Meet Super Ball, NASA’s First Tensile Robot
This week, the agency uploaded a new video of its Super Ball Bot, which has been under development through the NASA’s Innovative Advanced Concepts program since 2013.
The bot uses a network of tensioned cables and strong rods to roll over terrain — adapting to rough drops and strange geometry in a way that traditional robots can’t. That’s thanks to the fact that its movements are controlled by tensioned wires that let it bounce and react to its surroundings. And crucially, the lightweight design could be folded up into a small package and dropped onto the surface of a planet, like Saturn’s moon Titan.
Super Ball is the brainchild of Vytas Sunspiral, a robotics researcher who works on developing robots at NASA Ames’ Intelligent Systems Division. Sunspiral’s focus is on tensegrity robots — or machines that use a hybrid structure of tension and compression elements. It’s a term that was coined by the architect Buckminster Fuller in the early 1960s — and it has a fascinating history.

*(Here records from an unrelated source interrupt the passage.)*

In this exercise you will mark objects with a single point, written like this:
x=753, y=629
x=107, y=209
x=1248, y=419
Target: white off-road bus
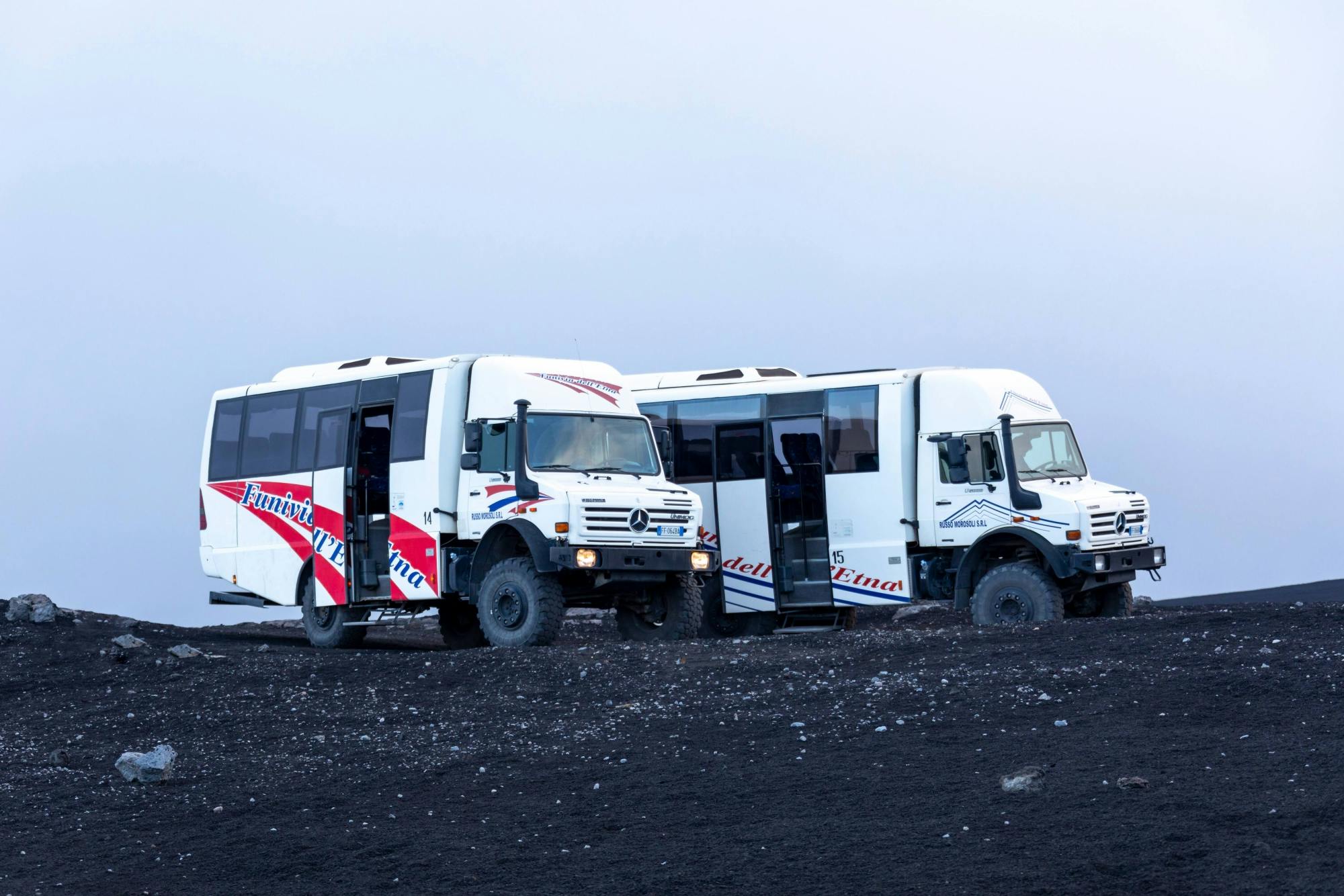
x=830, y=492
x=498, y=490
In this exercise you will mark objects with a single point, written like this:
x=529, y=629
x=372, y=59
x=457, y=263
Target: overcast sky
x=1139, y=205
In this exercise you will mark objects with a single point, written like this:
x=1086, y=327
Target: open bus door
x=331, y=488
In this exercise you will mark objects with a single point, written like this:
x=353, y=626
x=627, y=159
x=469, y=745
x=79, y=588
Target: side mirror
x=959, y=471
x=472, y=435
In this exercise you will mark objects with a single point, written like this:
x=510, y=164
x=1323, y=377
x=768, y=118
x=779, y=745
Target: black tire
x=673, y=612
x=519, y=607
x=1115, y=600
x=326, y=627
x=1017, y=593
x=460, y=625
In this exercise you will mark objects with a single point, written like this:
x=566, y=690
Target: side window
x=497, y=447
x=269, y=435
x=325, y=398
x=983, y=459
x=224, y=440
x=741, y=453
x=853, y=431
x=411, y=414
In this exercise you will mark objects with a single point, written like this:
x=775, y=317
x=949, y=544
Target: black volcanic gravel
x=605, y=766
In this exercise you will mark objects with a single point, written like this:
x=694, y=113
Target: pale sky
x=1139, y=205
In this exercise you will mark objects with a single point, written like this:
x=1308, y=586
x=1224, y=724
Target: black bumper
x=1126, y=561
x=612, y=559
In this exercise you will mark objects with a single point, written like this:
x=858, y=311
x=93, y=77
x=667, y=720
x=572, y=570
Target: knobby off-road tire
x=326, y=625
x=519, y=607
x=717, y=623
x=460, y=625
x=674, y=612
x=1017, y=593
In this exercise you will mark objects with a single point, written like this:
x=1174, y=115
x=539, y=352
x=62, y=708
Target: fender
x=1056, y=557
x=490, y=550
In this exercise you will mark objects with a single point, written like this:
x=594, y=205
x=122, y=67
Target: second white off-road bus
x=498, y=490
x=830, y=492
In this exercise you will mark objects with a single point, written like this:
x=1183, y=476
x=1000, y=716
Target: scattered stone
x=1025, y=781
x=32, y=608
x=149, y=768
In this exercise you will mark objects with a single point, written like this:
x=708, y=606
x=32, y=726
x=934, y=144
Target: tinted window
x=269, y=435
x=983, y=459
x=853, y=431
x=331, y=439
x=693, y=435
x=224, y=440
x=317, y=401
x=741, y=453
x=411, y=414
x=497, y=447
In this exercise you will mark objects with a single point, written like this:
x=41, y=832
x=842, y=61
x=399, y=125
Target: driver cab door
x=967, y=476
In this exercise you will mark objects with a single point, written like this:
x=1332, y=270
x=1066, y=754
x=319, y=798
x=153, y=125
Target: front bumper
x=1127, y=561
x=612, y=559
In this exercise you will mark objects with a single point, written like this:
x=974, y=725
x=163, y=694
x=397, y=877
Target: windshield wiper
x=562, y=467
x=615, y=469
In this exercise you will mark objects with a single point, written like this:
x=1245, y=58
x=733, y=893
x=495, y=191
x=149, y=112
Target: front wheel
x=326, y=627
x=519, y=607
x=1017, y=593
x=669, y=612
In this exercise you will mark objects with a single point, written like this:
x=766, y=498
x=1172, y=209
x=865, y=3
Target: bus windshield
x=591, y=444
x=1046, y=451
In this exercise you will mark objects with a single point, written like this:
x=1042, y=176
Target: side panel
x=275, y=533
x=744, y=535
x=865, y=511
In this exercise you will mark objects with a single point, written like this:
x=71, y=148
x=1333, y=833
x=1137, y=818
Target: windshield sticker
x=605, y=392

What Is Tensegrity, and Who Discovered It?
There are two basic types of structures in this world: compressive (basically, pushing) and tensile (basically, pulling).
In architecture, most buildings functions by compression — their columns support the weight of the floors above. But in the 1960s, a number of architects started experimenting with tensile materials, using strong fabric, wires, and other materials that could stretch to create structure.

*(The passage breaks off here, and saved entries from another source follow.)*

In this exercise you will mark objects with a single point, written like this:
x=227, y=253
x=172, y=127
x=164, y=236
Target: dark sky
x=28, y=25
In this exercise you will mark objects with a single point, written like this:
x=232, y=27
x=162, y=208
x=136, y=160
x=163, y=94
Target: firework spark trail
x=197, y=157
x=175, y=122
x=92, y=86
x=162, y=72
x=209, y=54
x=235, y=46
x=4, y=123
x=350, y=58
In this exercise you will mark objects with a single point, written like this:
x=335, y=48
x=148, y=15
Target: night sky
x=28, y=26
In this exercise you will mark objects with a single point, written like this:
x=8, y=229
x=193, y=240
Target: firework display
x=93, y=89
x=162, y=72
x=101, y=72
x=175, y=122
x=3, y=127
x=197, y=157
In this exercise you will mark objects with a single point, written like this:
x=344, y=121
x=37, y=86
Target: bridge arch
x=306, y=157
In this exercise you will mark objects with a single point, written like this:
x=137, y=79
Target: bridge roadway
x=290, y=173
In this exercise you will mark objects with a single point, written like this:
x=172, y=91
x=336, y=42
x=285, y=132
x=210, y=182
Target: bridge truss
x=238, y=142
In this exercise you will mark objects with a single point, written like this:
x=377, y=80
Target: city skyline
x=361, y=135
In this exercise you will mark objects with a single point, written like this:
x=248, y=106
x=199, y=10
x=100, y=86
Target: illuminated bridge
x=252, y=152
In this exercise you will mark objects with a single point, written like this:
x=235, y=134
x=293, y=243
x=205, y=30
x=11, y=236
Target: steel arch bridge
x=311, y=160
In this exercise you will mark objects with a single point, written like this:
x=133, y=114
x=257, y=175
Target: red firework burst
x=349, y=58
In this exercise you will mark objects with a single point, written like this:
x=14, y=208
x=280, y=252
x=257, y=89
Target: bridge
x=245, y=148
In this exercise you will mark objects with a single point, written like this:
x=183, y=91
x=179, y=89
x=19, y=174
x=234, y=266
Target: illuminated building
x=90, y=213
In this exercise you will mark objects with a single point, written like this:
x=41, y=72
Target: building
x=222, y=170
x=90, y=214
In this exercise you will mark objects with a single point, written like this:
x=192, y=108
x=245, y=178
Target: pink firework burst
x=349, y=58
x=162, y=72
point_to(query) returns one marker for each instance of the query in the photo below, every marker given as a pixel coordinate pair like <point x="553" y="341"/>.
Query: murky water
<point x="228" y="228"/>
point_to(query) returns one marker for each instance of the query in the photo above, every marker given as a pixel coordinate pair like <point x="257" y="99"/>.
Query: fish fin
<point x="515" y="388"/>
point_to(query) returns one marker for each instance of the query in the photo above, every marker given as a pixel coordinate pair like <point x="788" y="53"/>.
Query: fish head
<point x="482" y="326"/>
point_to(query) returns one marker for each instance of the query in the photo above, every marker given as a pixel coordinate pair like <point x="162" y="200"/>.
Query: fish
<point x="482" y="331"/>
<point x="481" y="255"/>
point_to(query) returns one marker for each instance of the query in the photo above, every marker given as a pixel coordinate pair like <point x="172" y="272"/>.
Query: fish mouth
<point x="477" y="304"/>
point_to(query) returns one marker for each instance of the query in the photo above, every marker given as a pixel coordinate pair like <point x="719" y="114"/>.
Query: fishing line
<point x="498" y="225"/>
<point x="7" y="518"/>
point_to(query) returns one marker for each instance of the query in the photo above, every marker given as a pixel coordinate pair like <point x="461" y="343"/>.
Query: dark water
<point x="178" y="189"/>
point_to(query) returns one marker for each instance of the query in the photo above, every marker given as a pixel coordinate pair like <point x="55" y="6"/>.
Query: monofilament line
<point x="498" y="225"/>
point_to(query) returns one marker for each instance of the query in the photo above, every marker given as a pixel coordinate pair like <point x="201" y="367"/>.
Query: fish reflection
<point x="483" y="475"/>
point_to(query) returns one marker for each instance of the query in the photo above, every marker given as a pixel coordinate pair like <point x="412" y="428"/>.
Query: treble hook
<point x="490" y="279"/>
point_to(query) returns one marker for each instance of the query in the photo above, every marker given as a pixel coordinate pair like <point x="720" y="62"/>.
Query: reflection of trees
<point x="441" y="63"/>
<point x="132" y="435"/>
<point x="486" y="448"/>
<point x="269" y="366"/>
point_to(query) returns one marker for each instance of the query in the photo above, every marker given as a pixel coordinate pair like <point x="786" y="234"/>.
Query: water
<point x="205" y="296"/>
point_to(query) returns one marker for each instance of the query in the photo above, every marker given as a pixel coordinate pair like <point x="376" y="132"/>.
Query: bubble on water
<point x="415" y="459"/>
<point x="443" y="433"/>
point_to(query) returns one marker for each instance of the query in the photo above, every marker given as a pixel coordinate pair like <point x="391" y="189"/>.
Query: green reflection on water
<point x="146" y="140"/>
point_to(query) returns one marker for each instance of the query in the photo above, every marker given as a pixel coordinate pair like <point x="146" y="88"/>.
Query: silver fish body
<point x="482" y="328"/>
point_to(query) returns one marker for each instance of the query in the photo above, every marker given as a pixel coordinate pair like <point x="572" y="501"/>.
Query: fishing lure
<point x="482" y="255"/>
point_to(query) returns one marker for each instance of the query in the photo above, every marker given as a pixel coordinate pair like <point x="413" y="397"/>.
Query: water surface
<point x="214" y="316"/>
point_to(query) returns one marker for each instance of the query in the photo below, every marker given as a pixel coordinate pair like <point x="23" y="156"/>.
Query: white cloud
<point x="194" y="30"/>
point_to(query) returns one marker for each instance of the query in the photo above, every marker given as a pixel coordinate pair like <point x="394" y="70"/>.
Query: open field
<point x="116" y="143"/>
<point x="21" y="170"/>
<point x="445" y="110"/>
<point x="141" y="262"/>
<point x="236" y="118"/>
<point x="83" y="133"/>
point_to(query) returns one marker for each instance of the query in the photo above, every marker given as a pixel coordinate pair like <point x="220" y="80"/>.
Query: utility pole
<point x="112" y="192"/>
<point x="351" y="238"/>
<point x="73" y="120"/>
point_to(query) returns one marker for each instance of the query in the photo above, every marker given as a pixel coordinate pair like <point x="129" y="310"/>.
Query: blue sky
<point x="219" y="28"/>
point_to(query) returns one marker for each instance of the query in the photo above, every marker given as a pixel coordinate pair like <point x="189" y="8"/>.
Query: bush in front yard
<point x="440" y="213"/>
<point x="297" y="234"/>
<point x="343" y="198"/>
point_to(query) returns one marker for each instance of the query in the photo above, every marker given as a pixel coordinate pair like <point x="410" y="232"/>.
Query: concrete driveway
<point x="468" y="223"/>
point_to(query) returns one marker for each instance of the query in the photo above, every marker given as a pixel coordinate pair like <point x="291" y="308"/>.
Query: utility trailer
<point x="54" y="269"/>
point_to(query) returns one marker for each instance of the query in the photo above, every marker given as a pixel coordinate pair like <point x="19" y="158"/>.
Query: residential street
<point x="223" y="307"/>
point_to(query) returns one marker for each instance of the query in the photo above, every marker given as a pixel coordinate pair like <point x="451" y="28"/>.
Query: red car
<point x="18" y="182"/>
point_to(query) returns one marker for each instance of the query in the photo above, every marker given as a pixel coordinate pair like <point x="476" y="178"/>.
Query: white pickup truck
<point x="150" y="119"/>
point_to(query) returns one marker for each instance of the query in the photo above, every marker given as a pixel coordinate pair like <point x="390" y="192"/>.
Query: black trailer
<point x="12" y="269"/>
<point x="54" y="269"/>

One of those architects, Buckminster Fuller, was inventing some of the most novel and fascinating structures of the century — his most famous being the geodesic dome. In 1961, he published a paper that described an entirely new type of structure: He called it tensegrity. It combined aspects of compression and tension to create a tensioned network of wires, in which compression elements could co-exist.
It was a revolutionary idea — a beautiful hybrid structure that combined the best elements of both systems. It’s also not unlike our own bodies, which use compression elements (bones) and tension elements (muscles) to create movement.
Floating on Cloud 9
Fuller wasted no time imagining what types of buildings and cities he could build using tensegrity.

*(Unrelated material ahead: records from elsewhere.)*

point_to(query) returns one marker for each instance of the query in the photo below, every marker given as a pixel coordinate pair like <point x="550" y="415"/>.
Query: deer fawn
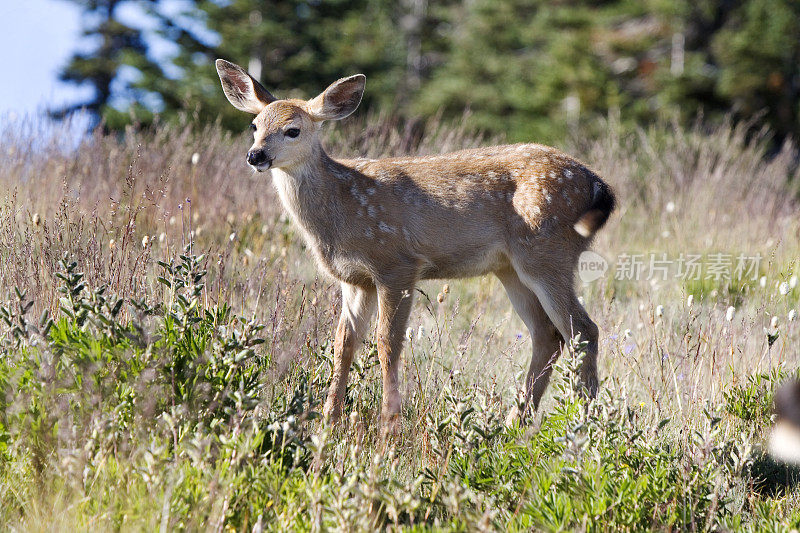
<point x="523" y="212"/>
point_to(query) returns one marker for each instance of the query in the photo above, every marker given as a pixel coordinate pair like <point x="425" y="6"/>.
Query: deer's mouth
<point x="263" y="167"/>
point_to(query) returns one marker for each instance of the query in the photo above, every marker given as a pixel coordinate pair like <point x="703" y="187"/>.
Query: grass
<point x="165" y="343"/>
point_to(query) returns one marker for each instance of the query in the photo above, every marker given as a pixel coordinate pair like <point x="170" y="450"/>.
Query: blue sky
<point x="38" y="36"/>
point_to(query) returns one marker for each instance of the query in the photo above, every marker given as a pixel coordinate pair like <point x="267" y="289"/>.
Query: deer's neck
<point x="311" y="196"/>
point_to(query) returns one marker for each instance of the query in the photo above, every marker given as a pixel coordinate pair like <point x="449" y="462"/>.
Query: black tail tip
<point x="602" y="205"/>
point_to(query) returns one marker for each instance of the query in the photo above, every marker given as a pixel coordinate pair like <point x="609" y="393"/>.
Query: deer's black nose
<point x="257" y="157"/>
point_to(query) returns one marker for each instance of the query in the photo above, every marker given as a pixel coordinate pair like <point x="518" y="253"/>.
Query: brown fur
<point x="380" y="226"/>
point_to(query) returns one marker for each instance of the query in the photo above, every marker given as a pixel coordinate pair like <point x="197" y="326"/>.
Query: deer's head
<point x="286" y="131"/>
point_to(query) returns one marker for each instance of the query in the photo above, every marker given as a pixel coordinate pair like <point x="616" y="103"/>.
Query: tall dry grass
<point x="117" y="204"/>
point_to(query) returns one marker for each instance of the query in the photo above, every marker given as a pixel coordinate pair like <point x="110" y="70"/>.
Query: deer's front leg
<point x="394" y="306"/>
<point x="358" y="306"/>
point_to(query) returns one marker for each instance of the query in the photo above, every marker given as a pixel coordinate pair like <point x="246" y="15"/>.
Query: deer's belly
<point x="464" y="264"/>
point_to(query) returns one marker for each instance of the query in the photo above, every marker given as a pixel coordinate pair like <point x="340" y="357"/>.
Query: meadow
<point x="165" y="345"/>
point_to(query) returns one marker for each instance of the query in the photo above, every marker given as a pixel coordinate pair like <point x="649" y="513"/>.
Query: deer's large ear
<point x="244" y="92"/>
<point x="338" y="100"/>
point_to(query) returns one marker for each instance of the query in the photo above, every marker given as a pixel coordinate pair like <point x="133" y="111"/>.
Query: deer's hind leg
<point x="358" y="306"/>
<point x="545" y="338"/>
<point x="555" y="291"/>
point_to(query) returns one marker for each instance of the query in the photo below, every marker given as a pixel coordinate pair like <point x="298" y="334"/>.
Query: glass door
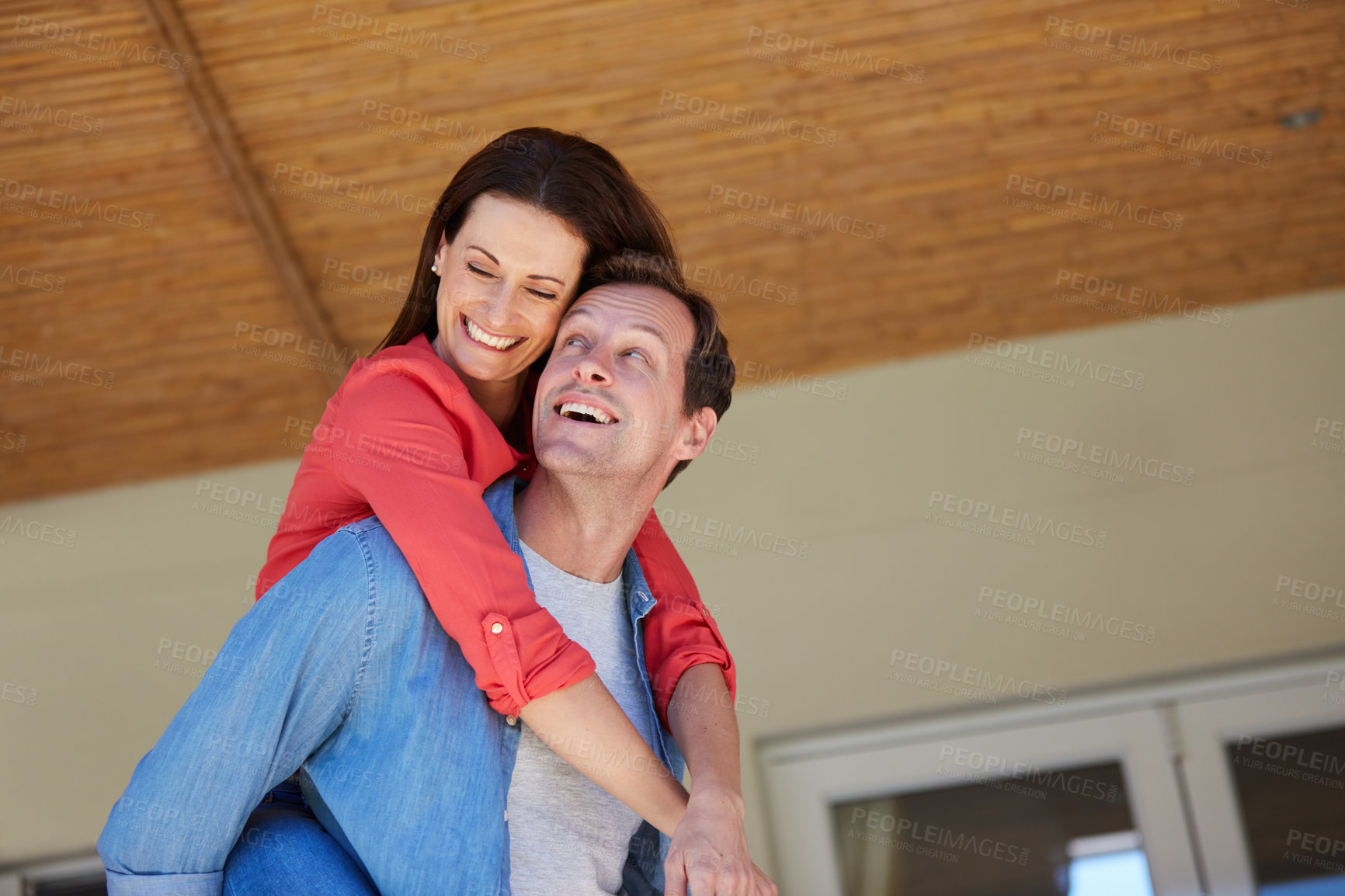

One famous example was his concept for Spherical Tensegrity Atmospheric Research Stations, aka “Cloud Nines,” which were cities built inside tensegrity domes that used the structural concept to float.
The idea was simple: You could theoretically increase the size of a geodesic dome until it became so strong, it would function like a tensegrity-strengthened balloon, with slightly heated air inside.
“A half mile (0.8 kilometer) diameter geodesic sphere would weigh only one-thousandth of the weight of the air inside of it,” the website Stuff of Genius explains. “If the internal air were heated by either solar energy or even just the average human activity inside, it would only take a 1 degree shift in Fahrenheit over the external temperature to make the sphere float.”
The New Yorker’s Elizabeth Kolbert elaborated in 2008:
He also envisioned what he called Cloud Nines, communities that would dwell in extremely lightweight spheres, covered in a polyethylene skin. As the sun warmed the air inside, Fuller claimed, the sphere and all the buildings within it would rise into the air, like a balloon. “Many thousands of passengers could be housed aboard one-mile-diameter and larger cloud structures,” he wrote.
Of course, Fuller himself acknowledged the surrealism of the Cloud 9 concept.
But tensegrity has been used many times in real life since the 1960s, for example in the work of sculptor Kevin Snelson:
Image: Inhabitat on Flickr/CC
Or in the Kurilpa Bridge in Brisbane, Australia:
If NASA’s Super Ball Bot keeps developing, it could eventually take the concept to other worlds. And while Fuller’s idea for a floating city definitely looks like sci-fi to our eyes, so does Super Ball.
In the end, Bucky’s ideas about tensegrity may never end up creating new worlds here on Earth — but it may yet drive the exploration of new worlds in space.